The middleware intercepts the tool call, presents an approval prompt, and resumes execution based on the user’s decision.

4.2 Custom Middleware – Dynamic Model Selection

By inspecting a user’s expertise level stored in a context object, a custom middleware can switch between a powerful model (DeepSeek) and a cheaper one (Qwen‑3‑8B):

from dataclasses import dataclass
from typing import Callable
from langchain.agents import create_agent, AgentMiddleware, ModelRequest, ModelResponse
from langchain.chat_models import init_chat_model

@dataclass
class Context:
    user_level: str = "expert"

deepseek_model = init_chat_model(model="deepseek-reasoner", base_url="https://api.deepseek.com", api_key="YOUR_DEEPSEEK_API_KEY")
qwen_model = init_chat_model(model="Qwen/Qwen3-8B", model_provider="openai", base_url="https://api.siliconflow.cn/v1/", api_key="YOUR_SILICONFLOW_API_KEY")

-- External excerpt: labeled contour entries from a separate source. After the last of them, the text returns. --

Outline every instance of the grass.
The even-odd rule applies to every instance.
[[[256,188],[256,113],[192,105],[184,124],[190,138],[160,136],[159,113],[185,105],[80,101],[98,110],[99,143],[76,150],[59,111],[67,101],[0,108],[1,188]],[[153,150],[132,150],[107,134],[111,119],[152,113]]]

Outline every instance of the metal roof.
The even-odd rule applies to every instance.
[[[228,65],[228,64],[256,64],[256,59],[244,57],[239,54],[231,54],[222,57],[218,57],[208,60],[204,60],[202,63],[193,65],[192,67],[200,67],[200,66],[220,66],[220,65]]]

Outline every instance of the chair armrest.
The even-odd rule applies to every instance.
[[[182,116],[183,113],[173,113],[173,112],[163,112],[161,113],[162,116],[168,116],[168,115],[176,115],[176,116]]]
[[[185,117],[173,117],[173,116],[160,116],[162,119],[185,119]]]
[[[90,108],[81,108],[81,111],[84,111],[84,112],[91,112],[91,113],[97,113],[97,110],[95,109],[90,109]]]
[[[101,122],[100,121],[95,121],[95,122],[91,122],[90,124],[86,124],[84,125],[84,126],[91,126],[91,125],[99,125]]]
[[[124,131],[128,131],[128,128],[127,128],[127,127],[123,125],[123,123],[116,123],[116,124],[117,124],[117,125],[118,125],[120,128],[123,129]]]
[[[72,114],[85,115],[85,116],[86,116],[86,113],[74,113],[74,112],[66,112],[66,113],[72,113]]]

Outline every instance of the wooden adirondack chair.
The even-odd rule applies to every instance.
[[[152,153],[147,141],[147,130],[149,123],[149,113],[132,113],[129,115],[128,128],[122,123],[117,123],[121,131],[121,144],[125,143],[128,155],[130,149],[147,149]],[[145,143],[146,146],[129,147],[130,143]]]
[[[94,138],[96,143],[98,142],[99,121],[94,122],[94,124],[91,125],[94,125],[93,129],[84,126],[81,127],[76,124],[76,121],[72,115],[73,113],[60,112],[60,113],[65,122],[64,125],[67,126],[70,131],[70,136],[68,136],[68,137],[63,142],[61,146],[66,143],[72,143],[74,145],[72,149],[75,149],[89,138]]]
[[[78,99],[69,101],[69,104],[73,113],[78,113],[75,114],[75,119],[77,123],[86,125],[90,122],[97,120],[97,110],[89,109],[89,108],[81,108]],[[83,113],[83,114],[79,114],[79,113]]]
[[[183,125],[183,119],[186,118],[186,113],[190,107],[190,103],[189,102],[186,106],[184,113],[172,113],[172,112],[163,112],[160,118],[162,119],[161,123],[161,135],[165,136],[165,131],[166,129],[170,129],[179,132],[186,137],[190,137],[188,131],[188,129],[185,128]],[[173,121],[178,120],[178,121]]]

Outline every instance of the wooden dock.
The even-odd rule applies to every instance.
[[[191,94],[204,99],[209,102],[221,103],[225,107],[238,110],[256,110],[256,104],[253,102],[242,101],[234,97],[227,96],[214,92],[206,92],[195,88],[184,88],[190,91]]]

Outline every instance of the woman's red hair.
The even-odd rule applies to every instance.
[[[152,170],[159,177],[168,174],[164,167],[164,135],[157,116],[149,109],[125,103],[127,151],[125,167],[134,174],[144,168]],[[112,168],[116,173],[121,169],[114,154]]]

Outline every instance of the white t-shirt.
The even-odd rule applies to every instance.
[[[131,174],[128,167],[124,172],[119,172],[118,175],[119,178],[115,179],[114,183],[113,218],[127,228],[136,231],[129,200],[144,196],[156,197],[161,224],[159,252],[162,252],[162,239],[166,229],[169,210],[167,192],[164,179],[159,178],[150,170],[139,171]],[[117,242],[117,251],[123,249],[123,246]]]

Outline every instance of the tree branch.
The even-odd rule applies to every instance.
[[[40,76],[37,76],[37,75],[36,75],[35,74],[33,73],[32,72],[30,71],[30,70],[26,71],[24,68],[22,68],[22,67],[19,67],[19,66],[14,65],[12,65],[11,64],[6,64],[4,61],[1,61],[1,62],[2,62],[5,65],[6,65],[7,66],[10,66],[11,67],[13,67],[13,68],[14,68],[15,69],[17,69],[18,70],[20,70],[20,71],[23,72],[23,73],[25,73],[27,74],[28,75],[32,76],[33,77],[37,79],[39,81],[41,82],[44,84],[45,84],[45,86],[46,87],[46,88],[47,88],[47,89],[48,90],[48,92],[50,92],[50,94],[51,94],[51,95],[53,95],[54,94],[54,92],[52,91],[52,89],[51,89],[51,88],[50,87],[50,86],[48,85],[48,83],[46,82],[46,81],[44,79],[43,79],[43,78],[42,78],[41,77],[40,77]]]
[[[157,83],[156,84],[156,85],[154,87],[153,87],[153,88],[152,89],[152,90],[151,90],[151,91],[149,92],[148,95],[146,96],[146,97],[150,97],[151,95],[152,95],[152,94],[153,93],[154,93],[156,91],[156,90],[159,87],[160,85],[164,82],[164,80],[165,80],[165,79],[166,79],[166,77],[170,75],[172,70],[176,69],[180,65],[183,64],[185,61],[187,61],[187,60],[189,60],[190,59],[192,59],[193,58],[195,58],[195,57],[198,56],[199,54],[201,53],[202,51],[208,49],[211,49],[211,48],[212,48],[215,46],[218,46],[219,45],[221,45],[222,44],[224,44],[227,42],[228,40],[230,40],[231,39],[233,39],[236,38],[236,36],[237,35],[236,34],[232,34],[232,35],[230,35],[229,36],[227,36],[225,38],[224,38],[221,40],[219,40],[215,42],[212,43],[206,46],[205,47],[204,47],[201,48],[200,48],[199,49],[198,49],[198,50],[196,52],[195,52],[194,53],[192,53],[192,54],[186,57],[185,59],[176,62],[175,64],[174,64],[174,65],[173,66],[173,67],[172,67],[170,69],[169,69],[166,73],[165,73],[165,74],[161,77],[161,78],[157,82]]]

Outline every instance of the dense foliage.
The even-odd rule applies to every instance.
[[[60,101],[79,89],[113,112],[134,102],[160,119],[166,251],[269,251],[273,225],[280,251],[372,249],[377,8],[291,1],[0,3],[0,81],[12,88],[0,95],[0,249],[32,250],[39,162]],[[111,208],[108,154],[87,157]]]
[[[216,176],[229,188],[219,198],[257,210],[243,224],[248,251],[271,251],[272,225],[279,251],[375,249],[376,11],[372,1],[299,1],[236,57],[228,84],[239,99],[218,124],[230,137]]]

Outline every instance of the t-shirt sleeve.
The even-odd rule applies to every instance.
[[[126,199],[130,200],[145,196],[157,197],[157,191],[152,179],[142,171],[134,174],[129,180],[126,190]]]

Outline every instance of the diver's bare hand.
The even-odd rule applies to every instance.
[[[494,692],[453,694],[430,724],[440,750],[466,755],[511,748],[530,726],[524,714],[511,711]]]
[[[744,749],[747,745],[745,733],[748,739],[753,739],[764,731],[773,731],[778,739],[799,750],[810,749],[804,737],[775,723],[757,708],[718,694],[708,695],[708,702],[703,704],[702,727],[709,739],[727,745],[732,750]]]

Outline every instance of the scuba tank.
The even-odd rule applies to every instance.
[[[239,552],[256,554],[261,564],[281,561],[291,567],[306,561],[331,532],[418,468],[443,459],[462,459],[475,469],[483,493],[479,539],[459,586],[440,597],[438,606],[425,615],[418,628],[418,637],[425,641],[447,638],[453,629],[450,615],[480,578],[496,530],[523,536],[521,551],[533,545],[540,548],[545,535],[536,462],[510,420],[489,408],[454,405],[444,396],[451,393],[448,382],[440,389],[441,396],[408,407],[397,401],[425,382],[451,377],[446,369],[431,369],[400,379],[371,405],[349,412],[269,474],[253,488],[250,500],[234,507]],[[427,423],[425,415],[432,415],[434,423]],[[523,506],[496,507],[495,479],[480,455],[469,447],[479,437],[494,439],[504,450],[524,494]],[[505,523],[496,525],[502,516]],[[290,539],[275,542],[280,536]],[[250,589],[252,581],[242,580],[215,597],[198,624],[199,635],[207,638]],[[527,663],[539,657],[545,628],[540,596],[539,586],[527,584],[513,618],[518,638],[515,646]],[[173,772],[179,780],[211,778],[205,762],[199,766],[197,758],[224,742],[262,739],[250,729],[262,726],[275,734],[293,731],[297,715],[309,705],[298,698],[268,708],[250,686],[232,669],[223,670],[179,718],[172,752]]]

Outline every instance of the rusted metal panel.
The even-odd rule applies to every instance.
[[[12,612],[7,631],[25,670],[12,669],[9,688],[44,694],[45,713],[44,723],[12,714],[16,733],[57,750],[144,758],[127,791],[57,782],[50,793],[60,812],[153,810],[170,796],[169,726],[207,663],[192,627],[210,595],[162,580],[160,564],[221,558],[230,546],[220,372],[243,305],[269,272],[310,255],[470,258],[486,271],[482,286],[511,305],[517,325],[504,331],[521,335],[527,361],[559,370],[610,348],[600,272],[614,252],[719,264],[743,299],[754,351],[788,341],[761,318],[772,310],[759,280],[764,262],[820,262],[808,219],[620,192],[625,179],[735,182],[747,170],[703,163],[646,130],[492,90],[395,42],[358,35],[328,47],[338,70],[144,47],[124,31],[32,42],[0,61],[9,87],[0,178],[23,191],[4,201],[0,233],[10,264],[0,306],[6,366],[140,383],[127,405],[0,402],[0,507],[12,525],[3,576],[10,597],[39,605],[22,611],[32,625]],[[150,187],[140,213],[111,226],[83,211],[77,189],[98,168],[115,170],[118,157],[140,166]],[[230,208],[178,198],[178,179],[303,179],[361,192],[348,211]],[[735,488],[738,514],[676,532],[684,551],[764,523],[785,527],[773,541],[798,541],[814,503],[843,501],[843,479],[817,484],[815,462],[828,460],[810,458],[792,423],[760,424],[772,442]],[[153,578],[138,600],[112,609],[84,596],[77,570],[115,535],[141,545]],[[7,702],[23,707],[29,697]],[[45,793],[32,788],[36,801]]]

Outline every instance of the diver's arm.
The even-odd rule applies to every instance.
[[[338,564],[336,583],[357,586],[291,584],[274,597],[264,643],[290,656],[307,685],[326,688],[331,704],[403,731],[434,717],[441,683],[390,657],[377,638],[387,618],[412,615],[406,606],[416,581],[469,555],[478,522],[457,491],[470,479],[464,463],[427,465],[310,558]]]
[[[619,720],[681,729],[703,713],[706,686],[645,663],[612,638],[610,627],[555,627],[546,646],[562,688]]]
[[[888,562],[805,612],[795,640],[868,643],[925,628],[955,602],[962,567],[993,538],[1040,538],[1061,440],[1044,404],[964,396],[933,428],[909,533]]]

class ExpertiseBasedToolMiddleware(AgentMiddleware):
    def wrap_model_call(self, request: ModelRequest, handler: Callable[[ModelRequest], ModelResponse]) -> ModelResponse:
        user_level = request.runtime.context.user_level
        if user_level == "expert":
            request.model = deepseek_model
        else:
            request.model = qwen_model
        return handler(request)

agent = create_agent(
    model=qwen_model,
    tools=[],
    middleware=[ExpertiseBasedToolMiddleware()],
    context_schema=Context
)

question = "你好请问你是?"
for step in agent.stream({"messages": {"role": "user", "content": question}}, context=Context(user_level="expert"), stream_mode="values"):
    step['messages'][-1].pretty_print()

When user_level="expert", the agent uses DeepSeek; otherwise it falls back to Qwen‑3‑8B, demonstrating flexible resource allocation.

5. Summary

The article presented a deep dive into LangChain 1.0’s create_agent API, covering four advanced capabilities: MCP tool integration, structured output via Pydantic and strategy selection, persistent memory with InMemorySaver, and a powerful middleware system for safety, summarization, and dynamic behavior. Practical code snippets and visual results illustrate how to build robust, controllable AI agents ready for production use.